We can use the kinematic equation for displacement to find the time it takes for the first ball to fall:
h = (1/2) * g * t^2
Where h is the initial height (20m), g is the acceleration due to gravity (-9.8 m/s^2), and t is the time. Solving for t:
20 = (1/2) * (-9.8) * t^2
t^2 = 20 / 4.9
t = √(20 / 4.9) = 2.02 seconds
So it will take 2.02 seconds for the first ball to reach the ground.
Step 2: Find the time it takes for the second ball to reach the ground.
Since the second ball is thrown vertically downwards, we can directly calculate the time it takes for it to reach the ground. The time would be 1 second less than the time it took for the first ball to reach the ground:
t2 = t1 - 1
t2 = 2.02 - 1
t2 = 1.02 seconds
So the second ball takes 1.02 seconds to reach the ground.

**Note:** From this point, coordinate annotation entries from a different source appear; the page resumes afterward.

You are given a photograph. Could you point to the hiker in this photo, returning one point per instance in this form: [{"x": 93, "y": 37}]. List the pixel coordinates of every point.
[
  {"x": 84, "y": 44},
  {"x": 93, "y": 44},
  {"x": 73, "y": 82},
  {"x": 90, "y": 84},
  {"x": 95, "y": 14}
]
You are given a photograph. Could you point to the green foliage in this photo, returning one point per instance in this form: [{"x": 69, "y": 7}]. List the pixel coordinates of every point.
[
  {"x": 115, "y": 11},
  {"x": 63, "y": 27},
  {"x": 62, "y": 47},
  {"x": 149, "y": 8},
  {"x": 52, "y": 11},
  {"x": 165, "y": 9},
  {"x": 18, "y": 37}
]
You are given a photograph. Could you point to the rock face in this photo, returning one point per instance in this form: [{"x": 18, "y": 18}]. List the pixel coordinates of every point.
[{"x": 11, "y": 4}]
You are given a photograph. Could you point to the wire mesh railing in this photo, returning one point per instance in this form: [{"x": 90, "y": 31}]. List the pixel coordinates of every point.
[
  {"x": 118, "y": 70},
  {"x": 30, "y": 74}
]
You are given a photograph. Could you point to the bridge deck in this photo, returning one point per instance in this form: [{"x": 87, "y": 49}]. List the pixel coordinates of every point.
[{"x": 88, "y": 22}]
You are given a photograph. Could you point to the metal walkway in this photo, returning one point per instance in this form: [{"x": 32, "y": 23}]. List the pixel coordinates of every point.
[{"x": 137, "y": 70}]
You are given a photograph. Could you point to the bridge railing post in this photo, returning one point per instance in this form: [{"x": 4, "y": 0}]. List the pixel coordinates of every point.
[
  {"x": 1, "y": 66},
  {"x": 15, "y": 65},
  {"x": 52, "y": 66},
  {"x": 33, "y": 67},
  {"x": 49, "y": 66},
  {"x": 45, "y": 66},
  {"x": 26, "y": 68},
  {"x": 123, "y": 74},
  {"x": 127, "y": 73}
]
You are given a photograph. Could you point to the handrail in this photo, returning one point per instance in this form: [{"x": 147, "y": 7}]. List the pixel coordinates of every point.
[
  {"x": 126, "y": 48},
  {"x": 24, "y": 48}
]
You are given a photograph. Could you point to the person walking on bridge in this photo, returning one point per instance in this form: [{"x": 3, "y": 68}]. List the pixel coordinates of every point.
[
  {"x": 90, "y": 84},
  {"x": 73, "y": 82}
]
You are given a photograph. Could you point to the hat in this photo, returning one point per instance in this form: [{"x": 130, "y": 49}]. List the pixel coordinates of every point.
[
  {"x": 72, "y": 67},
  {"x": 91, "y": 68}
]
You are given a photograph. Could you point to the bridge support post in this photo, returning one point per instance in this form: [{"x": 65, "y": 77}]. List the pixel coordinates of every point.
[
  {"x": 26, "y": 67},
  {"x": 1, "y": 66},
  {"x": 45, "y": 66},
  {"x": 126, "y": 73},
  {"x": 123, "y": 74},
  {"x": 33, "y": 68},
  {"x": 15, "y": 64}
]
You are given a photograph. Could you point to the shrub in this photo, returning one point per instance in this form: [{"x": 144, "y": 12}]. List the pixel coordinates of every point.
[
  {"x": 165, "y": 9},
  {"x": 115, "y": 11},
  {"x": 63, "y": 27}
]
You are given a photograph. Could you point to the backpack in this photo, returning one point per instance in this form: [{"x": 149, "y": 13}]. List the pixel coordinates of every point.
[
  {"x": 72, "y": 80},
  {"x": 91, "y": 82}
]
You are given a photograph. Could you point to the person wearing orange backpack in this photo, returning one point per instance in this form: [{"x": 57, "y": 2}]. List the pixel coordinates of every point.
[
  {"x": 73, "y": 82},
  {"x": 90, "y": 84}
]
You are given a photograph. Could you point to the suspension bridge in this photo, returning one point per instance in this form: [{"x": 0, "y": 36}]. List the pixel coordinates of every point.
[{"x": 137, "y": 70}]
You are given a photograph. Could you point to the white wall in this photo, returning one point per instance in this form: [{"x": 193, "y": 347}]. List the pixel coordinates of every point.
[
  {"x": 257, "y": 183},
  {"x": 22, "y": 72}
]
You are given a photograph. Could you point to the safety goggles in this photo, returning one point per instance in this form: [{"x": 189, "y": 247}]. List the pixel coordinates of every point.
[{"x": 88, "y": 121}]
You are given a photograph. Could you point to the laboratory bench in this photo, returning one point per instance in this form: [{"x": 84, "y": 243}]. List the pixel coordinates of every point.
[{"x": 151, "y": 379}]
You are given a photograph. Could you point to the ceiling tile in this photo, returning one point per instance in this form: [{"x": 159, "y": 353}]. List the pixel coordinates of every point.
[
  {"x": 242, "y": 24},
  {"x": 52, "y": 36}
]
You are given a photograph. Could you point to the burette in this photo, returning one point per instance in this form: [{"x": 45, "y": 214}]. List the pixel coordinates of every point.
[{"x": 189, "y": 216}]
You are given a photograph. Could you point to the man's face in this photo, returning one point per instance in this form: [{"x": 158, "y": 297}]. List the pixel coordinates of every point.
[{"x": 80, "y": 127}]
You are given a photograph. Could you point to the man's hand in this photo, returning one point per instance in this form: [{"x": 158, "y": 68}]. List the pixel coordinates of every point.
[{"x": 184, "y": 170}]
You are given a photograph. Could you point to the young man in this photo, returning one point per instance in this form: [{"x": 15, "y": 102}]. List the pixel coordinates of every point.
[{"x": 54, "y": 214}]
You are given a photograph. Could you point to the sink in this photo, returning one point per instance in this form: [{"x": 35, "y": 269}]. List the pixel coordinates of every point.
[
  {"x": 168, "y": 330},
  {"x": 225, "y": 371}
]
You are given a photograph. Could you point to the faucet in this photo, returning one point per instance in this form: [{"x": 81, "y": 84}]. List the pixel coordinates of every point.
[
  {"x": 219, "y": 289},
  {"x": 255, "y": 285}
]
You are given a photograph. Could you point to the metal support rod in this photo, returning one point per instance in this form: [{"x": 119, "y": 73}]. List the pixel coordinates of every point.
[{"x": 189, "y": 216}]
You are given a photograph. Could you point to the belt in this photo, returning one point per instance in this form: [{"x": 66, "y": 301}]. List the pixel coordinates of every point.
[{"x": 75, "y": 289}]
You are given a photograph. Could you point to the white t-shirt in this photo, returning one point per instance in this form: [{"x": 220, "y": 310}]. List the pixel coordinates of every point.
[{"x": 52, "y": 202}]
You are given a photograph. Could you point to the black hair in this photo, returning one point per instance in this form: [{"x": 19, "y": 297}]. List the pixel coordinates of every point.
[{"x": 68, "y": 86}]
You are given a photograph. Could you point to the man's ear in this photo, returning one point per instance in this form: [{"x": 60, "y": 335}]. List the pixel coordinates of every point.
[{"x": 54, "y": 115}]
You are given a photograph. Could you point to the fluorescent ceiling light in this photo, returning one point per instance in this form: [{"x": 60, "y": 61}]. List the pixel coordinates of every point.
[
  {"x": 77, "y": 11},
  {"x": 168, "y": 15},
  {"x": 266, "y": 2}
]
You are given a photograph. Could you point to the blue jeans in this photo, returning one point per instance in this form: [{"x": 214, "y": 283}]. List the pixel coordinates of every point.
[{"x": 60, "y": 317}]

Step 3: Find the initial velocity of the second ball.
Now we can use the equation of motion for vertical displacement with constant acceleration:
h = v0 * t + (1/2) * g * t^2
Considering the final displacement is -20.0m (as it is moving downward), the initial displacement is 0, the acceleration is -9.8 m/s^2, and the time is 1.02 seconds, we can rearrange the equation to solve for the initial velocity of the second ball:
0 = v0 * 1.02 + (1/2) * (-9.8) * (1.02)^2
0 = v0 * 1.02 - 5 * (1.02)^2
5 * (1.02)^2 = v0 * 1.02
v0 = (5 * (1.02)^2) / 1.02
v0 = 5 * 1.02 = 5.1 m/s
Therefore, the initial velocity of the second ball must have been 5.1 m/s (downward).